IRB: Automated Generation of Robust Factuality Benchmarks
Lam Thanh Do, Bhagyashree Taleka, Hozaifa Ammar Bhutta, Vikram Sharma Mailthody, Kevin Chen-Chuan Chang, Wen-mei Hwu
TL;DR
This paper addresses the saturation and maintenance challenges of static factuality benchmarks for retrieval-augmented generation (RAG). It introduces IRB, a fully automated, scaffolded Benchmark generation framework that grounds QA in human-verified Wikipedia citations (factual scaffold) and constrains QA via a knowledge-graph-based algorithm (algorithmic scaffold). The IRB1K benchmark demonstrates that frontier LLMs struggle in closed-book settings, but retrieval and reasoning-focused models improve performance, with retriever quality emerging as the primary driver of system correctness. The work also provides an end-to-end pipeline, implementation details, quality analyses, and open-source code/data to enable replication and further research in robust RAG evaluation.
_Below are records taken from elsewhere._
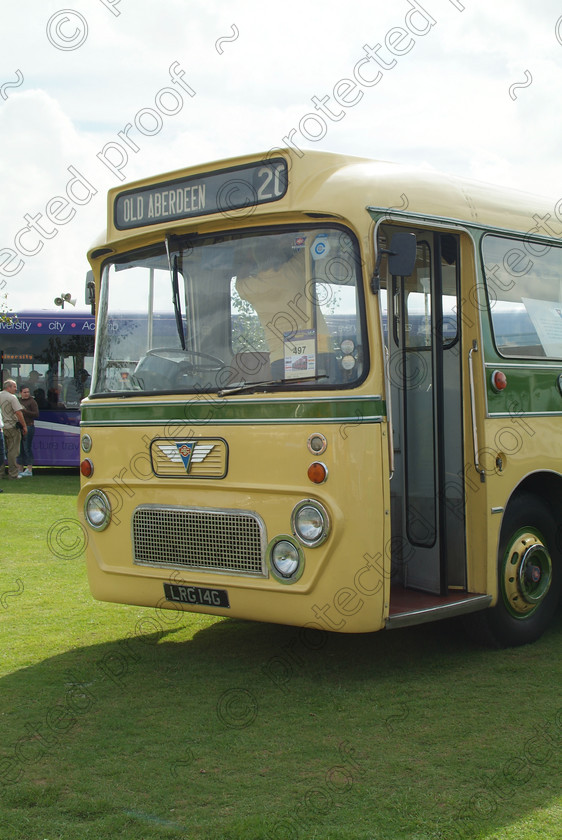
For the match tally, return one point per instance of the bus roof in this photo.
(345, 186)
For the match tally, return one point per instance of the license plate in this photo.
(200, 595)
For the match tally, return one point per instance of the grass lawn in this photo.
(120, 722)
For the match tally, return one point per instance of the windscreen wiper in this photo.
(239, 387)
(176, 294)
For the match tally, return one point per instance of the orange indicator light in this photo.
(318, 472)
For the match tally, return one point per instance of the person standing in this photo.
(12, 415)
(30, 414)
(2, 450)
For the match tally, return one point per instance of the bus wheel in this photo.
(529, 576)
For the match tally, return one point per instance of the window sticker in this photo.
(300, 354)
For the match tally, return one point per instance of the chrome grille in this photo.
(227, 541)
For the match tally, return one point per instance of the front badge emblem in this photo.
(186, 452)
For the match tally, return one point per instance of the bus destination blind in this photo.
(224, 191)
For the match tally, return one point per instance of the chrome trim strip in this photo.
(468, 605)
(547, 364)
(246, 422)
(474, 349)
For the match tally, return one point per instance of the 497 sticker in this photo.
(196, 595)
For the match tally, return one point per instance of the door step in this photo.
(409, 607)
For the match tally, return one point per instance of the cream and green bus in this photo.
(327, 392)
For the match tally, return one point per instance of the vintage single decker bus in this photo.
(333, 400)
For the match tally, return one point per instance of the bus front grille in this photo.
(222, 541)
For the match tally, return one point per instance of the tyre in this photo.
(529, 576)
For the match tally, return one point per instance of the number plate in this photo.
(199, 595)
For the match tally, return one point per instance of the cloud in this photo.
(445, 104)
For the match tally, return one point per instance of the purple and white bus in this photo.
(52, 353)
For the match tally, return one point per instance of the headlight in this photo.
(310, 523)
(286, 559)
(97, 510)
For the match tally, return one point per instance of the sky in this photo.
(98, 93)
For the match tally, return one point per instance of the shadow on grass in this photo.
(62, 481)
(230, 729)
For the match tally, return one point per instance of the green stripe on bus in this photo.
(209, 409)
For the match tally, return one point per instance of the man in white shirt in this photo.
(12, 415)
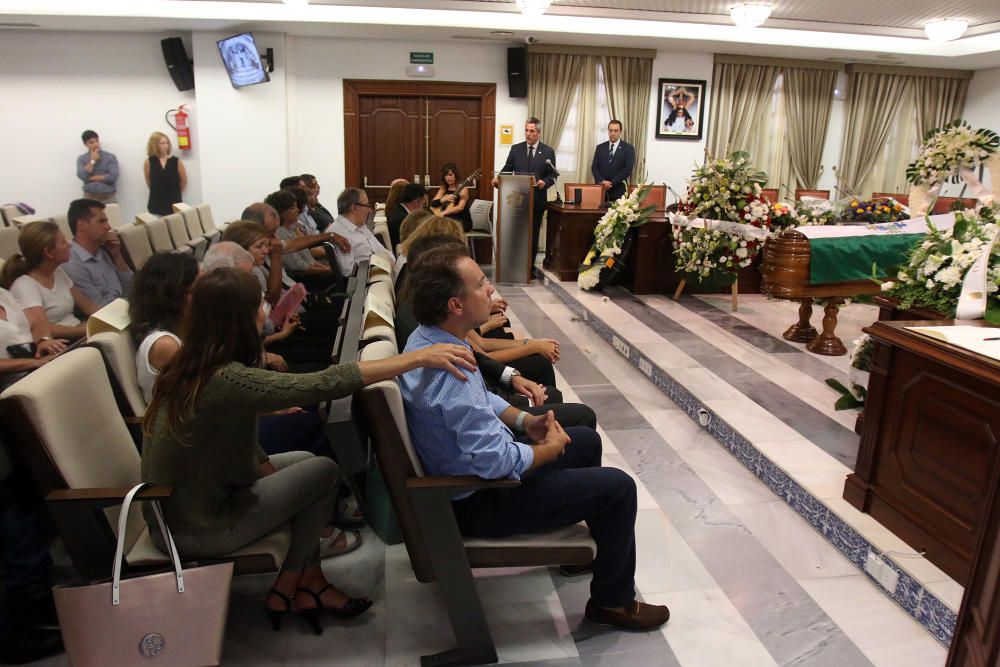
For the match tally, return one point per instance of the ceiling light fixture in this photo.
(533, 7)
(750, 14)
(945, 30)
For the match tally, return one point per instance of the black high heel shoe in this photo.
(274, 615)
(354, 606)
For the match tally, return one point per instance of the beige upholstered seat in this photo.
(436, 549)
(159, 235)
(69, 431)
(135, 240)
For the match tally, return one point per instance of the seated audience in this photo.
(201, 440)
(320, 214)
(301, 264)
(458, 428)
(353, 213)
(36, 279)
(412, 198)
(96, 264)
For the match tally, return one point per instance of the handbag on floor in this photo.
(175, 618)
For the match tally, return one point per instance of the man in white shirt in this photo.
(353, 212)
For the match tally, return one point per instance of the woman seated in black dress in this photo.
(448, 202)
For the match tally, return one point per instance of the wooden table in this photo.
(930, 445)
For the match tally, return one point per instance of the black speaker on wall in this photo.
(178, 64)
(517, 71)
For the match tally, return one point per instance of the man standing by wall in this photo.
(613, 162)
(532, 156)
(98, 169)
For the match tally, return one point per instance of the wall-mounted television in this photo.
(242, 60)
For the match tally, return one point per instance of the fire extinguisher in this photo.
(180, 126)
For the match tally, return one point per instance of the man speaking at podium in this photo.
(531, 156)
(613, 162)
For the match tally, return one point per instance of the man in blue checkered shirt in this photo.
(460, 428)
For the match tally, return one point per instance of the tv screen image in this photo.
(242, 60)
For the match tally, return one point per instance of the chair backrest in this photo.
(8, 242)
(815, 194)
(159, 235)
(118, 349)
(178, 231)
(67, 424)
(591, 194)
(481, 211)
(657, 196)
(382, 406)
(192, 222)
(207, 221)
(135, 240)
(114, 213)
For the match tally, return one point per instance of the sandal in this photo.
(328, 547)
(353, 607)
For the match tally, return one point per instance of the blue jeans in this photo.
(572, 488)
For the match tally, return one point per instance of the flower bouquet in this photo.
(603, 262)
(933, 275)
(726, 190)
(874, 211)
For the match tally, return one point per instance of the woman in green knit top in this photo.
(201, 439)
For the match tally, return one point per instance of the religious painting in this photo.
(681, 109)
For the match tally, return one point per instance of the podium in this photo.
(515, 203)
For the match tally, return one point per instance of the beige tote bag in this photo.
(168, 619)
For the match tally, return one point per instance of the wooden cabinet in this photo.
(929, 445)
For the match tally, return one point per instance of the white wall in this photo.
(55, 85)
(243, 133)
(318, 67)
(672, 161)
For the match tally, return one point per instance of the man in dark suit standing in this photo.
(613, 162)
(532, 156)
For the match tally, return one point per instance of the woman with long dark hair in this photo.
(201, 439)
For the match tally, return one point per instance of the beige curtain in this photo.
(875, 100)
(552, 82)
(940, 100)
(628, 82)
(741, 97)
(808, 98)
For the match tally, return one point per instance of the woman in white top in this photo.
(156, 303)
(41, 287)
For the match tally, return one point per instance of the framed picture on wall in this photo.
(681, 110)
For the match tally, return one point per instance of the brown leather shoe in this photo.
(638, 616)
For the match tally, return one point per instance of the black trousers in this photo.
(570, 489)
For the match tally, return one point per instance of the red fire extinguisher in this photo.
(180, 126)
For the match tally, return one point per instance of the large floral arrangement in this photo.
(727, 190)
(936, 268)
(874, 211)
(948, 149)
(609, 237)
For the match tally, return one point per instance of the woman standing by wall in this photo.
(165, 175)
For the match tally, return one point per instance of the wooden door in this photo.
(408, 129)
(391, 139)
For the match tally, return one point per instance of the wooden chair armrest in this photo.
(457, 483)
(112, 494)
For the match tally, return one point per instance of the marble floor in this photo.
(748, 580)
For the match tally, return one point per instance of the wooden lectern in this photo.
(515, 203)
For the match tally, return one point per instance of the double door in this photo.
(406, 130)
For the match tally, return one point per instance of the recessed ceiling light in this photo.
(750, 14)
(945, 30)
(533, 7)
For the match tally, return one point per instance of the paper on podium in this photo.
(981, 340)
(112, 317)
(380, 263)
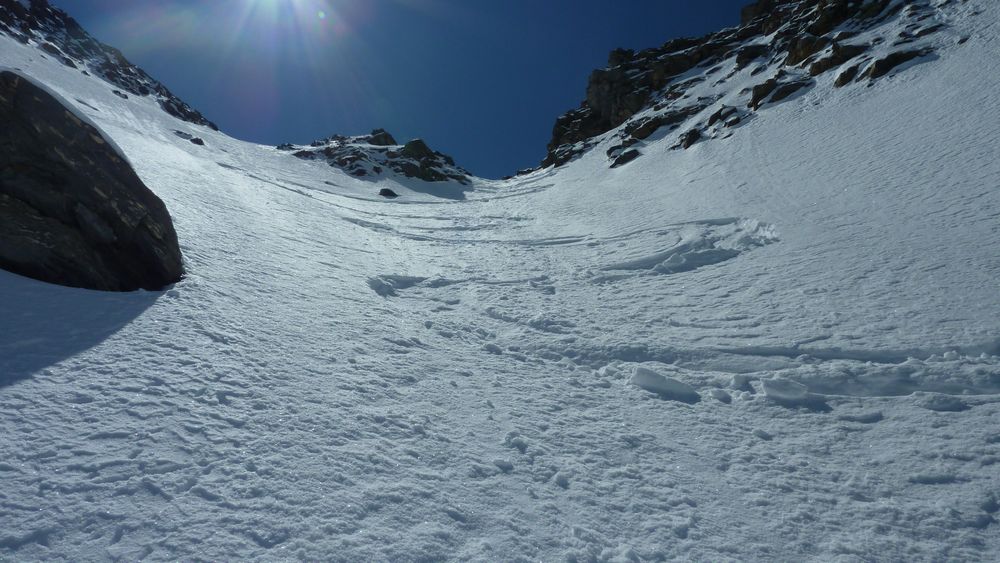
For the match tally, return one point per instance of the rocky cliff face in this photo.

Overall, IRB offers a scalable approach to generating diverse, up-to-date, and controllable factuality benchmarks that push RAG systems toward more reliable grounding.
Abstract
Static benchmarks for RAG systems often suffer from rapid saturation and require significant manual effort to maintain robustness. To address this, we present IRB, a framework for automatically generating benchmarks to evaluate the factuality of RAG systems. IRB employs a structured generation pipeline utilizing \textit{factual scaffold} and \textit{algorithmic scaffold}. We utilize IRB to construct a benchmark and evaluate frontier LLMs and retrievers. Our results demonstrate that IRB poses a significant challenge for frontier LLMs in the closed-book setting. Furthermore, our evaluation suggests that reasoning LLMs are more reliable, and that improving the retrieval component may yield more cost-effective gains in RAG system correctness than scaling the generator.